Locke & Key: Grindhouse delivers a graphic and brutal tale set in Key House’s past. Hill drops readers right in the middle of a successful robbery, and as the thieves escape they head to Key House to await a boat that will aid in their getaway. However, this will be the most intense and terrifying three hours of their lives, as Mary Locke and her family won’t be so easily manipulated.
Where the first one-shot set in this world was a very heart warming tale, Grindhouse yanks you in by the collar and slaps you around a bit. From the first exploding skull to the last severed hand, you’ll be more than pleased with the story in between. These villains are about as low as you can get, so it’s an even bigger payoff when they receive their comeuppance, which is both gruesome and humorous at times. It was great to see how deadly the house can be when the keyholders are fully aware of the power they have at their disposal.

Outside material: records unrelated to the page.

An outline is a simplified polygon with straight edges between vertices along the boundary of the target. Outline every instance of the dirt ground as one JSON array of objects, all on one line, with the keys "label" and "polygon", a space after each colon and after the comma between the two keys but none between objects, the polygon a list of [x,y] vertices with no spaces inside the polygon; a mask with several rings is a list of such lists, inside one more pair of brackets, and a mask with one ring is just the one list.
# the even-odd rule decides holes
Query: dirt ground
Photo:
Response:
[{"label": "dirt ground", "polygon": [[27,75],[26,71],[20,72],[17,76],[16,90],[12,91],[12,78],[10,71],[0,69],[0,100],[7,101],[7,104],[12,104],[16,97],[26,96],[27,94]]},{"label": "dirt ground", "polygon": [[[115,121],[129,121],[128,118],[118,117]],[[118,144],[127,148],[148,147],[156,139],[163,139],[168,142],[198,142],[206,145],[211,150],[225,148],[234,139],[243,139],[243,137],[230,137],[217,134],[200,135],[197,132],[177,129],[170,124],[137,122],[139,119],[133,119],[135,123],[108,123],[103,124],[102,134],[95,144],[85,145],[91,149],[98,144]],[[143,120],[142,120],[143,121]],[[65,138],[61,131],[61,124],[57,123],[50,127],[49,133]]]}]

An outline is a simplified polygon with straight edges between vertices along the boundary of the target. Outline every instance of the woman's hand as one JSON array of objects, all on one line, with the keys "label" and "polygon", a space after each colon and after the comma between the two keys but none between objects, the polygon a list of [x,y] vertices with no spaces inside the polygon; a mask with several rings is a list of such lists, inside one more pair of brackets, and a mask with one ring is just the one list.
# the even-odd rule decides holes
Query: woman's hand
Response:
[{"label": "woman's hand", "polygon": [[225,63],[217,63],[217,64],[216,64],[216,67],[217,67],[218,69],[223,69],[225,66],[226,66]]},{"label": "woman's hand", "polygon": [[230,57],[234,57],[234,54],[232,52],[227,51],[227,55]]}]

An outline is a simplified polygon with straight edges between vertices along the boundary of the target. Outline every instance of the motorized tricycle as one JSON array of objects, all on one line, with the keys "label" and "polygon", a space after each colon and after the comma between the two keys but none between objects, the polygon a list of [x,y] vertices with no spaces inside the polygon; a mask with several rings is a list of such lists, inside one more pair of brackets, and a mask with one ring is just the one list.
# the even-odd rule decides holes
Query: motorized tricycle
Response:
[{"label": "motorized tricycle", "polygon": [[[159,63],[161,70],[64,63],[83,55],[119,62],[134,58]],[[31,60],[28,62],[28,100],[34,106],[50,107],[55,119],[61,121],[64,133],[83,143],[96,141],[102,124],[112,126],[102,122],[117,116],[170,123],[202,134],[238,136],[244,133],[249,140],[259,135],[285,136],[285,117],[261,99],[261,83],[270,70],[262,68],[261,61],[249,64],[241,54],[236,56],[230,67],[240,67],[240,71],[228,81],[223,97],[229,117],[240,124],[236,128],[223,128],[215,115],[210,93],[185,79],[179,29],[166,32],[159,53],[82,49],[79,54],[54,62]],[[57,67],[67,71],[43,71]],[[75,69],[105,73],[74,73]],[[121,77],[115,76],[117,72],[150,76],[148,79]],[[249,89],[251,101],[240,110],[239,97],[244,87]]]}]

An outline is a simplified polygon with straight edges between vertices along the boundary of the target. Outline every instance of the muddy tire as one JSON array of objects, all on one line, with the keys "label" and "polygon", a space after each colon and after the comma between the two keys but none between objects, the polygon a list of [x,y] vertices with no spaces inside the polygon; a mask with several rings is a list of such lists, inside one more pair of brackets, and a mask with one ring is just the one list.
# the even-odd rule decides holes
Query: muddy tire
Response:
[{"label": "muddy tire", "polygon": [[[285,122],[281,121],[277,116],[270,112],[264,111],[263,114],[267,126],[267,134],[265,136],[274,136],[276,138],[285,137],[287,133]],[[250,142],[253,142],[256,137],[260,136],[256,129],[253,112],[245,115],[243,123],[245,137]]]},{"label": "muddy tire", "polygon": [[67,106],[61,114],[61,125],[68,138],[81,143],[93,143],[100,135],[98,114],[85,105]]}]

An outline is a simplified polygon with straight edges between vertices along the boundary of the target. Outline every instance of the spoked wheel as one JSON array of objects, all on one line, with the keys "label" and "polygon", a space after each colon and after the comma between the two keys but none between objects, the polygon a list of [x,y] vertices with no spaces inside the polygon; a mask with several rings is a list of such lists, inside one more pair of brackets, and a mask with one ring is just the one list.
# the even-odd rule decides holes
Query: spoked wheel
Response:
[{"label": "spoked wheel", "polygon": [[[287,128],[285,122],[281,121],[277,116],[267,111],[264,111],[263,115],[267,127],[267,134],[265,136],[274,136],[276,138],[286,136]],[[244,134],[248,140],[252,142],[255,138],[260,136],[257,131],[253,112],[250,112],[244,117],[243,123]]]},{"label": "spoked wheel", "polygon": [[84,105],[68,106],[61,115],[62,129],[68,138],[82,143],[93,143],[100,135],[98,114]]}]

What longtime fans of the series will immediately notice when they open the book is the change in Gabriel Rodriguez’s artwork. He masterfully morphs from his usual style to resemble that of the pulp tales told in this time period. However, it’s the lettering of Robbie Robins that puts it all over the top and completes this homage to those crime/fantasy tales from back in the day.

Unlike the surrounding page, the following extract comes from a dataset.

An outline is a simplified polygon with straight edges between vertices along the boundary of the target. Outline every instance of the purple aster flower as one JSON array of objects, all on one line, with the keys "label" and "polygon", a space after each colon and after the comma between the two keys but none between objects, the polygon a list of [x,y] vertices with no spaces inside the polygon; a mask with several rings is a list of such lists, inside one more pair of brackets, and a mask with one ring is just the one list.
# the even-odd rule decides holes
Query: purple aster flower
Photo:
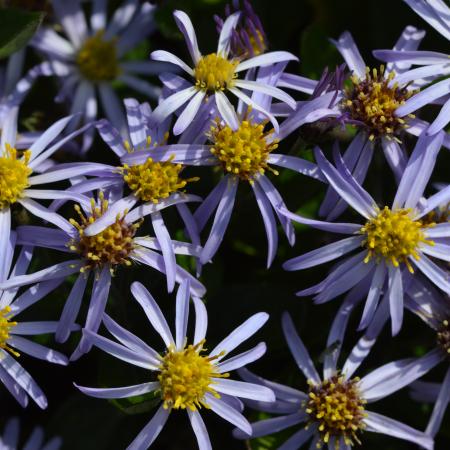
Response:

Grindhouse is a fantastically laid out sixteen page story, whereas the rest of the book is a detailed look at Key House itself. Joe Hill takes us on a behind the scenes journey detailing how things came together, and confirms (at least my) suspicions regarding Gabriel Rodriguez’s meticulous attention to detail regarding the actual house. This part of the book would probably satisfy those of us who have been reading the series from the beginning a bit more than say a new reader. Regardless of which category you fall into, this is a great one-shot that deserves your attention!